9. What legal and insurance protections do companies offering Telehealth have?

It takes work to keep up-to-date with the current guidelines for clinical practice and the constantly changing state-by-state regulations and laws governing telecommuting. Some clinicians are in precarious situations due to telehealth firms that were either unaware of the regulations in force or completely disregarded them.

When evaluating a new possibility of Telehealth, it’s crucial to consider the legal protections and regulatory compliance to ensure that the company will be in the best interests of your license throughout the time.

Legally important issues to be aware of when using Telehealth:

  • At a minimum, the business should provide a minimum of professional liability insurance through medical malpractice insurance that covers the entire range of each consultation. Certain states require insurance coverage to cover a particular amount of damage.
  • Always work within your area of practice.
  • You must uphold the same standard of care you would in a personal setting.
  • Make sure your judgment as a clinician is the most important thing. Even if protocols for clinical use are available, it’s your decision at the end of the day, and you must have the final say on clinical issues.
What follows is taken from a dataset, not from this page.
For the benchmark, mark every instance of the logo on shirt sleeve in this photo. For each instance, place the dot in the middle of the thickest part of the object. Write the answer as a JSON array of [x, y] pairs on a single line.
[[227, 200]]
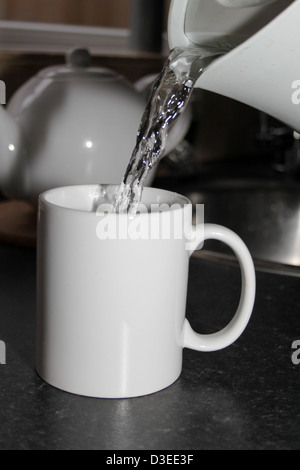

10. What are the lab results and prescriptions used in Telehealth?

A crucial aspect of virtual healthcare is prescribing medications or ordering tests and distributing the findings to clients. Telehealth protocols determine what lab tests you can have and the medicines you prescribe.

Telehealth professionals must be able to communicate the information to patients; therefore, it is important to know about the various virtual health companies and their policies in the areas of concern.

11. What are the state-specific regulations regarding Telehealth?

Clinical licenses are subject to different rules for every state. For instance, certain states require nurse practitioners to sign agreements of collaboration with a supervisory physician.

The most reputable telehealth firms are aware of these laws and can provide assistance and direction to ensure that you comply with the laws of the location you provide services.

12. What are the licensing requirements for the field of Telehealth?

Virtual care jobs typically require that the clinician has the appropriate license. The job advertisement should explain the minimum licensure requirements and the number of state-issued licenses required to meet a reasonable amount of consultation. Acquiring additional licenses and credentials could allow you to provide care virtually.